Still, since LCIS doesn’t turn into invasive cancer if left behind, having positive margins often doesn’t mean that you will need more treatment. In fact, you may only need further surgery if it was pleomorphic LCIS or LCIS with necrosis, or when the LCIS caused a lump that could be felt or seen as a tumor on a mammogram. The best way to treat LCIS with a positive margin is best discussed with your doctor.

What does it mean if my report also mentions atypical ductal hyperplasia (ADH) or atypical lobular hyperplasia (ALH)?

These are benign conditions that are less serious than in-situ carcinoma. Talk with your doctor about what these findings may mean to your care.

What does it mean if my report also says any of the following terms: usual duct hyperplasia, adenosis, sclerosing adenosis, radial scar, complex sclerosing lesion, papillomatosis, papilloma, apocrine metaplasia, cysts, columnar cell change, collagenous spherulosis, duct ectasia, fibrocystic changes, flat epithelial atypia, or columnar cell change with prominent apical snouts and secretions (CAPSS)?

All of these are terms for benign (non-cancerous) changes that the pathologist sees under the microscope and are not important when seen on a biopsy where there is in-situ cancer.

What does it mean if my report mentions microcalcifications or calcifications?

Microcalcifications or calcifications are mineral deposits that can be found in both non-cancerous and cancerous breast lesions. They can be seen both on mammograms and under the microscope.
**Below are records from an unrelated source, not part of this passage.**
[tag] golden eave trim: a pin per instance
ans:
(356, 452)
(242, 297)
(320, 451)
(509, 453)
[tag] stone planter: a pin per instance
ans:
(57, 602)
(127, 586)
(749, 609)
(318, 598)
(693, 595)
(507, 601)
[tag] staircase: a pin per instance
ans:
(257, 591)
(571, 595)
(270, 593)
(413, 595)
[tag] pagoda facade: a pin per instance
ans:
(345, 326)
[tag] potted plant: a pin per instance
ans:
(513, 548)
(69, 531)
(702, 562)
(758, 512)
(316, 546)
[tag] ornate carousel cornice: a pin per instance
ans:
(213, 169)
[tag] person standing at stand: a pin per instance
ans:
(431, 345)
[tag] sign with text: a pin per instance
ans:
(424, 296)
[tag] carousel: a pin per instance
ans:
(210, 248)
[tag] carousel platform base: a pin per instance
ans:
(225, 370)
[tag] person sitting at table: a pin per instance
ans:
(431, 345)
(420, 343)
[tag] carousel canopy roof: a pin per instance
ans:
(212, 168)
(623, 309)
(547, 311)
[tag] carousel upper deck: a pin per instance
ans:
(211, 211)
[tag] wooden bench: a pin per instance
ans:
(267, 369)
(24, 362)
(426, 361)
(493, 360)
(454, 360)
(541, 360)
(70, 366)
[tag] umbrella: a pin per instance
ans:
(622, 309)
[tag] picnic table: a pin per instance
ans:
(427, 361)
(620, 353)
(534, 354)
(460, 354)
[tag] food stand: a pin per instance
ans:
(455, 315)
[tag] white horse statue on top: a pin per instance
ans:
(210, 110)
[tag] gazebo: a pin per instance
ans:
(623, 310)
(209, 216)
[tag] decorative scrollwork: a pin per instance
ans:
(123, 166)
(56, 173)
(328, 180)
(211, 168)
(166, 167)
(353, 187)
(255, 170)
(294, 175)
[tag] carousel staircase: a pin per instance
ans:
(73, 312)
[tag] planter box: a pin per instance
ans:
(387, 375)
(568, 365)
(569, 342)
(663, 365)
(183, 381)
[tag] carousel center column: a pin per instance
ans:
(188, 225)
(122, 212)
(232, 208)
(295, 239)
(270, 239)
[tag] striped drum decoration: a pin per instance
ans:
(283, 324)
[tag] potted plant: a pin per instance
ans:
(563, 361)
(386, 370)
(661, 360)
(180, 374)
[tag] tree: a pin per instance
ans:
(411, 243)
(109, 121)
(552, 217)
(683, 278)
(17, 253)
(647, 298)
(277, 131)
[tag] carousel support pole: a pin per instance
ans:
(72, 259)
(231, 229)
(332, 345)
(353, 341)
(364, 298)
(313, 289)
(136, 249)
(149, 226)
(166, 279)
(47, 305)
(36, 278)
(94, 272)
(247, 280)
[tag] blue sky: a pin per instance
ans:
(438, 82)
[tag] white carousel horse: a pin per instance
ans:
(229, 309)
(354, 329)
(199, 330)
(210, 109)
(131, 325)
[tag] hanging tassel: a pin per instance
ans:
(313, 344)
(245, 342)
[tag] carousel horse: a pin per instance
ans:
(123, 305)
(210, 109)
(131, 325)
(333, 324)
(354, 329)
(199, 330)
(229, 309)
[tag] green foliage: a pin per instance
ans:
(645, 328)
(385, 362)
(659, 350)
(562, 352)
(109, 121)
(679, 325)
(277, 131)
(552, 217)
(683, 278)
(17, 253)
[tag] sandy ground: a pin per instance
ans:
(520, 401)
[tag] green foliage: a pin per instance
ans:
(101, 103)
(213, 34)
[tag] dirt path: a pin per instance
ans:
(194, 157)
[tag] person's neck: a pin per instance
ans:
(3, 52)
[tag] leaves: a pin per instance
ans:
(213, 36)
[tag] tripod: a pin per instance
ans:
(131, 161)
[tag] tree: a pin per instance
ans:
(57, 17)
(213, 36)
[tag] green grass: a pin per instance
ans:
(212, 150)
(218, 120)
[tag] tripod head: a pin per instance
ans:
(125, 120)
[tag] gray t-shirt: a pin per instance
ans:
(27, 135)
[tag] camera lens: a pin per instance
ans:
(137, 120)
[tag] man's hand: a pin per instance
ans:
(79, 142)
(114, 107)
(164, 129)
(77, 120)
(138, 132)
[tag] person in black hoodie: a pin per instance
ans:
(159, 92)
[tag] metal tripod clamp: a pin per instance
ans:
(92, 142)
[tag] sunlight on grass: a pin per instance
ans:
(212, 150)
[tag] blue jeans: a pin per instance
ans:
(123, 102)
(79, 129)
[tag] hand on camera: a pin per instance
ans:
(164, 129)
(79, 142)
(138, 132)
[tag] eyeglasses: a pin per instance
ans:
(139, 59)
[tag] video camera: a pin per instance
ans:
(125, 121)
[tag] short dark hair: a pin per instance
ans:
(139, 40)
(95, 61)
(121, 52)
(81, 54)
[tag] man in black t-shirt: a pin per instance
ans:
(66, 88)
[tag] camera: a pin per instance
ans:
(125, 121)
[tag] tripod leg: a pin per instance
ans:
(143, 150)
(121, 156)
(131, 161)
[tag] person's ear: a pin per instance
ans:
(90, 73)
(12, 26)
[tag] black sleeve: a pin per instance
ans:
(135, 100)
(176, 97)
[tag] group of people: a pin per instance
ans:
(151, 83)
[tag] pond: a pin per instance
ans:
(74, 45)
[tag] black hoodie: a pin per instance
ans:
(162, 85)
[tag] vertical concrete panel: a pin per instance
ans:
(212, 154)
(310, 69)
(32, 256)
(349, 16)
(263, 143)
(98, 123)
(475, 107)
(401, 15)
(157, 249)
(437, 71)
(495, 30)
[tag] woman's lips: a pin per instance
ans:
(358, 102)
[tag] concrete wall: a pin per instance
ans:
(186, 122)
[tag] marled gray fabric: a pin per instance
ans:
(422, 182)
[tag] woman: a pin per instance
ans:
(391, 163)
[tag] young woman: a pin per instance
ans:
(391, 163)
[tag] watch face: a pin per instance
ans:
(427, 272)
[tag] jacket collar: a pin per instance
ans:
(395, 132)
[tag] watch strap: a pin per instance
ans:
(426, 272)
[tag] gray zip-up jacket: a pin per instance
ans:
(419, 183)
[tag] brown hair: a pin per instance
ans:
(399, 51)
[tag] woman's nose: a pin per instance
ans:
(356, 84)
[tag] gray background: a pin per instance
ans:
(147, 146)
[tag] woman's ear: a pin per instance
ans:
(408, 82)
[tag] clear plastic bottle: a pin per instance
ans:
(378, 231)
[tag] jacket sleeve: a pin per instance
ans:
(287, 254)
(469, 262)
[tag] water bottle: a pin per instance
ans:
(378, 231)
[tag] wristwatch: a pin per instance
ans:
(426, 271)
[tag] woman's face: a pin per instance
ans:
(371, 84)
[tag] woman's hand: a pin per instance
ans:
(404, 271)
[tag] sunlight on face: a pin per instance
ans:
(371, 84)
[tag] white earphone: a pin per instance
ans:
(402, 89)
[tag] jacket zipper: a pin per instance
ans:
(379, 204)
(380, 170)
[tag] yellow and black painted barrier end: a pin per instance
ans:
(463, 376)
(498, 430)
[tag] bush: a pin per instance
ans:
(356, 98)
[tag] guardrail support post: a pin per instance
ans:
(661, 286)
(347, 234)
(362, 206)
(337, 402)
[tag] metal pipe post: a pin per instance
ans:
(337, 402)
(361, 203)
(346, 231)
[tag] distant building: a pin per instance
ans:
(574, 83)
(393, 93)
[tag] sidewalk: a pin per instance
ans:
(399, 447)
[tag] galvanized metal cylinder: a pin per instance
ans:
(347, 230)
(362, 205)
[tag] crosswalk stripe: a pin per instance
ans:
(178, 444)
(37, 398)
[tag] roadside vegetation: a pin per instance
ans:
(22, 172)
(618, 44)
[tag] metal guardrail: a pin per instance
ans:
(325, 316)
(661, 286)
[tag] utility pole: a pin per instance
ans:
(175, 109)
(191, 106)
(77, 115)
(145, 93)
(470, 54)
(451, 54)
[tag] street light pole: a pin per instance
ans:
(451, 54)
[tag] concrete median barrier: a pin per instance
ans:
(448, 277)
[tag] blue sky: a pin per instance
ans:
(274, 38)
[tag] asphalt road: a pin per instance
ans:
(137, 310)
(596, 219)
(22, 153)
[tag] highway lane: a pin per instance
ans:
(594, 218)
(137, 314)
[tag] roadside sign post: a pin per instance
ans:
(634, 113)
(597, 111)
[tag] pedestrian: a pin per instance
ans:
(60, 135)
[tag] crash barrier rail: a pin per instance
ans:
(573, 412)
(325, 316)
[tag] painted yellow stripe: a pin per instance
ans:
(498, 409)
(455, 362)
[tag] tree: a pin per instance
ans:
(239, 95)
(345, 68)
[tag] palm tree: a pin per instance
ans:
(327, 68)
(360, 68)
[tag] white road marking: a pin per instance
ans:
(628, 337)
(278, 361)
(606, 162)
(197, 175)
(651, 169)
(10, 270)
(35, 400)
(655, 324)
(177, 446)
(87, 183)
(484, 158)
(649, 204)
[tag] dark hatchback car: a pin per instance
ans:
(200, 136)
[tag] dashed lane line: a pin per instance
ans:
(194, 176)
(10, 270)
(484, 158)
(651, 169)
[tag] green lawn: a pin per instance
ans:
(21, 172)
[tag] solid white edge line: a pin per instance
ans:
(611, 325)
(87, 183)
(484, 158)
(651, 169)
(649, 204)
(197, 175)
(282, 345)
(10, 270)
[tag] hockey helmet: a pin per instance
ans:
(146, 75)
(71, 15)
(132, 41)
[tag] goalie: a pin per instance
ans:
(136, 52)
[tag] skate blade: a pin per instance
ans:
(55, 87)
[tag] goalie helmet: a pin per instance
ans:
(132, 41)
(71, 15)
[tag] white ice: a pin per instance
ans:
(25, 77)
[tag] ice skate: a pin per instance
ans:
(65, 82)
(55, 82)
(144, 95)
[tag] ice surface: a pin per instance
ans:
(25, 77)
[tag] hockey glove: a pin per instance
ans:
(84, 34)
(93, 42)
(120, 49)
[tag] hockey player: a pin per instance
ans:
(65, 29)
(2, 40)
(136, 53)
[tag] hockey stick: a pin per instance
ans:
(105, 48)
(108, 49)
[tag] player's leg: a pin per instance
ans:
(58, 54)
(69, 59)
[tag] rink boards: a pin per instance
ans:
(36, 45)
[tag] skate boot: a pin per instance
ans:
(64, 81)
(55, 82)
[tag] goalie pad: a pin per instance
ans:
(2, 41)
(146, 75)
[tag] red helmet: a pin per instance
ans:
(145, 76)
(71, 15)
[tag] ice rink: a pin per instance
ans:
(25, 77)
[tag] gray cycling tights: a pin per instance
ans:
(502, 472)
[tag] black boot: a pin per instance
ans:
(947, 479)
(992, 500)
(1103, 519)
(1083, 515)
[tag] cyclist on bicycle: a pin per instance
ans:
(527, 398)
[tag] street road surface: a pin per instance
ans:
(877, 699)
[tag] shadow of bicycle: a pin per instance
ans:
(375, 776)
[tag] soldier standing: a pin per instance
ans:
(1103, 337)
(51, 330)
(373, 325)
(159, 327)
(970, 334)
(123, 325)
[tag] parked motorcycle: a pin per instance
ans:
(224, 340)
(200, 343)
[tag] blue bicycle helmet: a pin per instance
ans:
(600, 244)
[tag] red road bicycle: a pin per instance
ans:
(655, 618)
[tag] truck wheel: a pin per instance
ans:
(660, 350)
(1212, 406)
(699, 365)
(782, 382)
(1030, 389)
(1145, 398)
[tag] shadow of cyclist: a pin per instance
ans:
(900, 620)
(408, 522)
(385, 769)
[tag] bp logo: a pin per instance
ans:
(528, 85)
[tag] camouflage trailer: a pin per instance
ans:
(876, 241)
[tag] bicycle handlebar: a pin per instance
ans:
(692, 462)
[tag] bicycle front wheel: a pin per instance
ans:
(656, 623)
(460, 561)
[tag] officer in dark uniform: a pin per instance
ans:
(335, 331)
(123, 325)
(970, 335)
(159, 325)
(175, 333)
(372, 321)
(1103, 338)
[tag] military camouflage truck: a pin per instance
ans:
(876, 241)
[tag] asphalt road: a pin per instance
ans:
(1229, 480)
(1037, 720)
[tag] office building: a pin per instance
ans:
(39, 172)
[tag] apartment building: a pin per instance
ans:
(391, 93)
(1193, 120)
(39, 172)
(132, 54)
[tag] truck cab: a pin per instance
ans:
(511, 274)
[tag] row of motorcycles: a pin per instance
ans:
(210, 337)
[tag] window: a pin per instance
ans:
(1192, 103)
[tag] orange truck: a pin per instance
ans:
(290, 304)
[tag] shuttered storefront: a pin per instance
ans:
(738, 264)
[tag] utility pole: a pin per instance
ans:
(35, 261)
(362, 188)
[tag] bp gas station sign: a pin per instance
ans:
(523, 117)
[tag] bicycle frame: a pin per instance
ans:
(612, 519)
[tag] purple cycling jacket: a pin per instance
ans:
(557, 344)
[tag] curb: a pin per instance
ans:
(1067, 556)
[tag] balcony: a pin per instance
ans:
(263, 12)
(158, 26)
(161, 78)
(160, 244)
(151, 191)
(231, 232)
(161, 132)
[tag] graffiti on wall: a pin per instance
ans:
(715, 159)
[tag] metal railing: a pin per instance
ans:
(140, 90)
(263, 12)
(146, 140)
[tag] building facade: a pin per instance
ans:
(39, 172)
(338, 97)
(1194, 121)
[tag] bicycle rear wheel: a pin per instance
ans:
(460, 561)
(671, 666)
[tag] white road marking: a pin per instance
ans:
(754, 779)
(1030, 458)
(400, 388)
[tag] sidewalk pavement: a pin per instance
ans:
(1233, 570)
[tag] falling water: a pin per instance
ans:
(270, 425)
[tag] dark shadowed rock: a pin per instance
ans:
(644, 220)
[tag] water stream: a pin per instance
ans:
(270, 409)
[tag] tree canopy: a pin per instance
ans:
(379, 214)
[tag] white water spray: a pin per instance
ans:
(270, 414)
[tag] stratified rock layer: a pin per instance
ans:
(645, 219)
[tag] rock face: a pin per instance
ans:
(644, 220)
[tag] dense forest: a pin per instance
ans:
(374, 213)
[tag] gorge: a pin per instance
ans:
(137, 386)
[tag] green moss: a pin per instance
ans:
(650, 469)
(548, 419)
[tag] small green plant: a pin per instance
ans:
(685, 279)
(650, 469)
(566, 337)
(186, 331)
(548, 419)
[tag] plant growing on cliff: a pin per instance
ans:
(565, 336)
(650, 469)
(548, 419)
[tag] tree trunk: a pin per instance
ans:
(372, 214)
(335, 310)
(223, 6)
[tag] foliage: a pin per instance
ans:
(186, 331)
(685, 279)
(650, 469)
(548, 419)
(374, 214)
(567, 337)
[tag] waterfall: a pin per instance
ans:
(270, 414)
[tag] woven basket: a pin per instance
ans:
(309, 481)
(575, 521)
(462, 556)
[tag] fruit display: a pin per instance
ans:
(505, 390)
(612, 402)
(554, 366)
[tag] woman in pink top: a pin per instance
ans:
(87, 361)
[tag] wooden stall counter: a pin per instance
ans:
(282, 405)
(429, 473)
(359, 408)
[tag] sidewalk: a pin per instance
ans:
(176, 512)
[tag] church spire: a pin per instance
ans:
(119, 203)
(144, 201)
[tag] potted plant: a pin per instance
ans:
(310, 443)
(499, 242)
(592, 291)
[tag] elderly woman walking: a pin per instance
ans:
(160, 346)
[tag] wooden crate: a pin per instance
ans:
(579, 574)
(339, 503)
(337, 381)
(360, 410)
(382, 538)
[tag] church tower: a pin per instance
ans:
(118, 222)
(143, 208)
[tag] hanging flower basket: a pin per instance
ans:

Because certain calcifications are found in areas containing cancer, their presence on a mammogram may lead to a biopsy of the area. Then, when the biopsy is done, the pathologist looks at the tissue removed to be sure that it contains calcifications. If the calcifications are there, the doctor knows that the biopsy sampled the correct area (the abnormal area with calcifications that was seen on the mammogram). Microcalcifications and calcifications only matter because they are sometimes found in areas containing cancer. When they are found alone (without worrisome changes in the breast ducts or lobules), they are not important.